Je fus le destinataire de cette communication; je sus tout de suite la déchiffrer : ce langage privé de lexique, de grammaire et de syntaxe, on pouvait l’apprendre immédiatement, et puis, sémiologiquement parlant, ce n’était qu’une forme de ce «langage de la présence physique» que les hommes savent employer depuis toujours.
Je compris et j’éprouvais une immédiate antipathie pour ces deux jeunes gens.
J’ai, par la suite, dû ravaler mon antipathie et défendre les gens à cheveux longs contre les attaques de la police et des fascistes : j’étais naturellement, par principe, du coté du Living theatre, des Beats, etc., et le principe qui me faisait me tenir à leurs cotés était un principe rigoureusement démocratique.
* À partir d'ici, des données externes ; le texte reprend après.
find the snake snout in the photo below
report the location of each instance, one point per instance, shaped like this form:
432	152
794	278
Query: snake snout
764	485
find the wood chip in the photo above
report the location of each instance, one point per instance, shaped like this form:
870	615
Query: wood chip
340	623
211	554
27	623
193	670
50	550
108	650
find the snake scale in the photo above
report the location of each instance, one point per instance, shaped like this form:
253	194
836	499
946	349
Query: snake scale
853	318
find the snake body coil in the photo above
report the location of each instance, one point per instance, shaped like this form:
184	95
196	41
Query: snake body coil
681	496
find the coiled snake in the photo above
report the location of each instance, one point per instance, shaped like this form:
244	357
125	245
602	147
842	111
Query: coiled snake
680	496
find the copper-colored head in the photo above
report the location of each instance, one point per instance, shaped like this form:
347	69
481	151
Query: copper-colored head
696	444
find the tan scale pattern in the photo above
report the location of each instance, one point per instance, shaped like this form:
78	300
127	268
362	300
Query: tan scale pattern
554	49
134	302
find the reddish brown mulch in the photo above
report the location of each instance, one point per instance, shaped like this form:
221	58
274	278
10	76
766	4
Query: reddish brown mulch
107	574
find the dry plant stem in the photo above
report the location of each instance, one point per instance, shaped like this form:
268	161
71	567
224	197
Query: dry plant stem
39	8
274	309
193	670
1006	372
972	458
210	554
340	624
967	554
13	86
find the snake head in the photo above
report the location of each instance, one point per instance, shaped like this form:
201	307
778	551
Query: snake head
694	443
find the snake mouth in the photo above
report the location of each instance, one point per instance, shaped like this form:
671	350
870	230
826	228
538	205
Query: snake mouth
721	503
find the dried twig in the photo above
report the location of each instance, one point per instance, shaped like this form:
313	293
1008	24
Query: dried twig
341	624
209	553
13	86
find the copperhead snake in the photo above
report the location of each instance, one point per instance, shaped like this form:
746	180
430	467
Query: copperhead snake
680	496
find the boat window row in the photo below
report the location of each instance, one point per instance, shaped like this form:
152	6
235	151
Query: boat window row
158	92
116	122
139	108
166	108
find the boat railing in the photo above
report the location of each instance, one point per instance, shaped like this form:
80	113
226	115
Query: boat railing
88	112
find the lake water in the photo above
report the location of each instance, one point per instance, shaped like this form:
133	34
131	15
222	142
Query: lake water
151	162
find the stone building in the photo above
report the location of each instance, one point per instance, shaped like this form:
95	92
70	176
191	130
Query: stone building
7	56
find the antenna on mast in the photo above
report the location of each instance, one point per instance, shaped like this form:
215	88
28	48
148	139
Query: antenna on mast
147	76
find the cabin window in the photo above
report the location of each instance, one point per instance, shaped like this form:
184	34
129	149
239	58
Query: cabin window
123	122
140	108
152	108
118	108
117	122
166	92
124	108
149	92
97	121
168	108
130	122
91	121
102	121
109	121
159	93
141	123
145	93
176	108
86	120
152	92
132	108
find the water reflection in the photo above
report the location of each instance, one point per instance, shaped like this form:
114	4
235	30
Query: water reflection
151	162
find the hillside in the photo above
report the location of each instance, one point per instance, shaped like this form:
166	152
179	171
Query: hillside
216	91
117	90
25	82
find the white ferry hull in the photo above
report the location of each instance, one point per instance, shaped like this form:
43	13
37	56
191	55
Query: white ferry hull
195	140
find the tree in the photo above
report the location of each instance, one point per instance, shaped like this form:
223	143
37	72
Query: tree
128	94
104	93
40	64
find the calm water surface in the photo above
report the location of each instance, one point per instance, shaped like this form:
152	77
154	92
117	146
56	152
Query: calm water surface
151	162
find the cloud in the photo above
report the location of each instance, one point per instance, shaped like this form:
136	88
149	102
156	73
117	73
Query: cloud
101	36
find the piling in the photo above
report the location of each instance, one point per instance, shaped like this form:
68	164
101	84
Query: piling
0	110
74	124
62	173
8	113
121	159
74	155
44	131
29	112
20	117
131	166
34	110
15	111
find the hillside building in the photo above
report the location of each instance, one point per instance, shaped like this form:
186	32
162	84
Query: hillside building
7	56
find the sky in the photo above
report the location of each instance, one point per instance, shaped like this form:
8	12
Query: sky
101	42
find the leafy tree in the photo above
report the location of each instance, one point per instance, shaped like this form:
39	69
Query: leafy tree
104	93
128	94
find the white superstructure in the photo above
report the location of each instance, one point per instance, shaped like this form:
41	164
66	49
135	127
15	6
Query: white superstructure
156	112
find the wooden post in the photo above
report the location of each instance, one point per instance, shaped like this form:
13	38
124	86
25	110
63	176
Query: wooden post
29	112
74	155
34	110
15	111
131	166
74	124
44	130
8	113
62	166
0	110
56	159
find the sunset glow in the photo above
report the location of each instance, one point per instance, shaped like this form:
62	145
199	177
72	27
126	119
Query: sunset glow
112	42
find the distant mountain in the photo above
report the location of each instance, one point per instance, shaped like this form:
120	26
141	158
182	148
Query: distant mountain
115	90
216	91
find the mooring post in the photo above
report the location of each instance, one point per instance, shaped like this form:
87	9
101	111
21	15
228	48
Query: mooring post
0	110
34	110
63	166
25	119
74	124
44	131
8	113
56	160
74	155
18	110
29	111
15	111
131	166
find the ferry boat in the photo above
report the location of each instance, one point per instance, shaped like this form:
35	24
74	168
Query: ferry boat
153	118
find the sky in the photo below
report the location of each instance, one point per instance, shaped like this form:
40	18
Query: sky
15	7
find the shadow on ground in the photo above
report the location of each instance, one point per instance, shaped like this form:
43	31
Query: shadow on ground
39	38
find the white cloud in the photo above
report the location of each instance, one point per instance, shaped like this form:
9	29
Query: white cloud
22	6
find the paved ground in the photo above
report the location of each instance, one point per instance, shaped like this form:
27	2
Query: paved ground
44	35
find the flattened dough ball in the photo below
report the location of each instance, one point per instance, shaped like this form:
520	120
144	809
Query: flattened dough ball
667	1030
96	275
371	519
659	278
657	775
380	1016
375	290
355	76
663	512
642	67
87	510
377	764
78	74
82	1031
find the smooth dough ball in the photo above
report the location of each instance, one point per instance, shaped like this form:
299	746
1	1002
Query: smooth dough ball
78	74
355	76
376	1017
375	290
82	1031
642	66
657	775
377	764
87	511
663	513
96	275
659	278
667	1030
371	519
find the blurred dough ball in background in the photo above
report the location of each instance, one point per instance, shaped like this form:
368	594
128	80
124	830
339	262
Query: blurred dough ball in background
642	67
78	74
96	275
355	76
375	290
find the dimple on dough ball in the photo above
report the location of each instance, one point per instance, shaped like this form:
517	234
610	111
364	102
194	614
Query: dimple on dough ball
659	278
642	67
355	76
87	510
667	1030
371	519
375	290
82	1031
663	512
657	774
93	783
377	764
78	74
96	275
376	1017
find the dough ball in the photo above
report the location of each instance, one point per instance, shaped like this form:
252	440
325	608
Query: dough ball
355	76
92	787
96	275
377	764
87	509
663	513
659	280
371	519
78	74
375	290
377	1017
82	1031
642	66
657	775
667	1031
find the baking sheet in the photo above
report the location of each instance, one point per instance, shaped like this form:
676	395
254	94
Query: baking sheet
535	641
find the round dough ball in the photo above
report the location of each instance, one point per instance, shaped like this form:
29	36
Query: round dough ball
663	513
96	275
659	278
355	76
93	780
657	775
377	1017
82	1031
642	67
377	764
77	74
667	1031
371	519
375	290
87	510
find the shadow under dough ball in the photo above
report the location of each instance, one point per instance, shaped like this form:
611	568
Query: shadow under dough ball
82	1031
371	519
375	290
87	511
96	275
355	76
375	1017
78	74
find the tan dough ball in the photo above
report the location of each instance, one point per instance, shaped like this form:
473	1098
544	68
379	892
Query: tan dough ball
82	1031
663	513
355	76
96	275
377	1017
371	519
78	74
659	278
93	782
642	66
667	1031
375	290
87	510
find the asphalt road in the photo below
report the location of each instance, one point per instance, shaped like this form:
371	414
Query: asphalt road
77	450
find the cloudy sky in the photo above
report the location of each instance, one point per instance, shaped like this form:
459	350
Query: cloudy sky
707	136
Les chevelus devinrent assez nombreux – comme les premiers chrétiens : mais ils continuent à être mystérieusement silencieux; leurs cheveux longs étaient leur seul vrai langage et il leur importait peu d’ajouter quoi que ce soit d’autre. Leur parler coïncidait avec leur être. L’indicible était l’ars rhetorica de leur protestation.
Mais ces gens à cheveux longs des années 1966-1967, que disaient-ils donc dans le langage inarticulé que constituait le signe monolithique de leurs cheveux ?
Ils disaient ceci : «La société de consommation nous dégoûte. Nous nous insurgeons radicalement. De par notre refus, nous créons un anticorps de cette société. Tout semblait aller pour le mieux, hein ? Notre génération devait être une génération de gens intégrés ? Eh bien, voilà ce qu’il en est en réalité ! Nous opposons notre folie à un destin d’ «executives». Nous créons de nouvelles valeurs religieuses dans l’entropie bourgeoise, et cela au moment même où elle allait devenir totalement laïque et hédoniste. Cela, nous le faisons avec une vigueur et une violence révolutionnaire (violence de non-violent !), parce que notre critique de la société est totale et intransigeante.»
Je ne pense pas que, si on les avait interrogés selon le système traditionnel du langage verbal, ils auraient été capables d’exprimer d’une manière aussi cohérente la sémantique de leurs cheveux : il n’en demeure pas moins que c’est cela qu’en substance ils exprimaient. Pour ma part, bien que j’aie dès lors soupçonné que leur «système de signes» était le produit d’une sous-culture de pouvoir, et que leur révolution non marxiste était suspecte, j’ai continué durant quelque temps à être de leur coté, en les incorporant aux éléments anarchiques de mon idéologie.
Le langage de ces cheveux exprimait, même indiciblement, des «choses» de gauche. Peut être même de nouvelle gauche, cette tendance née dans l’univers bourgeois (dans une dialectique créée peut-être artificiellement par l’esprit qui règle, en dehors de la conscience des pouvoirs particuliers et historiques, le destin de la bourgeoisie).
Et vint 1968. Les chevelus furent absorbés par le mouvement étudiant; ils s’agitèrent sur les barricades avec des drapeaux rouges. Leur langage exprima de plus en plus de «choses» de gauche (Che Guevara avait les cheveux longs, etc.).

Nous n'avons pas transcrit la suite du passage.